Thank you for the time to provide a detailed review. We are delighted that you appreciate the novelty of WAPITI and recognize its preservation of fine-tuned capabilities. Moreover, your questions will significantly enhance the overall quality of our paper and improve the comprehensiveness of the experimental design. We answer your questions as follows.

W1: The incompatibility between watermark distillation and the fine-tuned model has been discussed in Gu. so it shouldn't be considered a primary contribution.

Sorry for the confusion. While we acknowledge Gu's observation regarding the impact of fine-tuning on watermarks, we think Gu's work mainly analyzes the impact of further fine-tuning on watermark ability instead of on fine-tuned capabilities. In comparison, we devise detailed and comprehensive experiments that strongly validate this phenomenon.
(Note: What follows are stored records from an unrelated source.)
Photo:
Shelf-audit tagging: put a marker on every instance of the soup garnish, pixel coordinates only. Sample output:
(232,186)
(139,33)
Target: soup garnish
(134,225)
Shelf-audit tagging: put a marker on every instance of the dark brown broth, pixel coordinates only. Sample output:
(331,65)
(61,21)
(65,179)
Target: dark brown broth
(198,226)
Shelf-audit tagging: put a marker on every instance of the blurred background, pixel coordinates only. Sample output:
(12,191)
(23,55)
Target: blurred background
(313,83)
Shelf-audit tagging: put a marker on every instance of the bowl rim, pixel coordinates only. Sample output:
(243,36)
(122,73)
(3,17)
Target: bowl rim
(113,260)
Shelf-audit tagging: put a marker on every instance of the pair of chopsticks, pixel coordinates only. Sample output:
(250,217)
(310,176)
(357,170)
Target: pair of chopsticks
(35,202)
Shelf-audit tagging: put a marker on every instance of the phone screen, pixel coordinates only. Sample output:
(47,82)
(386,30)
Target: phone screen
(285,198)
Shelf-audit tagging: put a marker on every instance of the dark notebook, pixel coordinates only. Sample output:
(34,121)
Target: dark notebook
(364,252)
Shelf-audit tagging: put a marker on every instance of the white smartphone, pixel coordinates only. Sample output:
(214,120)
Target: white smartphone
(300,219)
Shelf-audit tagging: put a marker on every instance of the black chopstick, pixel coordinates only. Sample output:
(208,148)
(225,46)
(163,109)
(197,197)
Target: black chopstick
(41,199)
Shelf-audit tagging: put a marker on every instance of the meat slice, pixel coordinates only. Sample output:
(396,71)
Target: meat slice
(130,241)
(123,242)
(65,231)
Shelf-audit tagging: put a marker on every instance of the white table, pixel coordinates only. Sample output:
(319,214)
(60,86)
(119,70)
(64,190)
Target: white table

To further strengthen our work, we have incorporated two additional experimental settings. The updated experimental setup is as follows:

Distilling a fine-tuned model with watermarked content,
Fine-tuning a distilled model that already contains a watermark, and
Fine-tuning a base model using a watermarked fine-tuning dataset.

These three methods are all possible ways to achieve a watermark fine-tuned model using watermark distillation. And current experimental results show that all of them impact the model's fine-tuned capability substantially. The result is shown in the following:

Fine-tune Method	p-value	GSM8K Accuracy
Distill fine-tuned model	$\text{3.6}\cdot\text{10}^{-\text{3}}$	$1.1$ %
Fine-tune watermarked model	$\text{4.1}\cdot\text{10}^{-\text{1}}$	$3.4$ %
Use watermarked fine-tune data	$\text{1.2}\cdot\text{10}^{-\text{1}}$	$1.2$ %

W2: This paper is an improvement on Gu's watermark distillation schema, thus limiting its novelty and may require further research.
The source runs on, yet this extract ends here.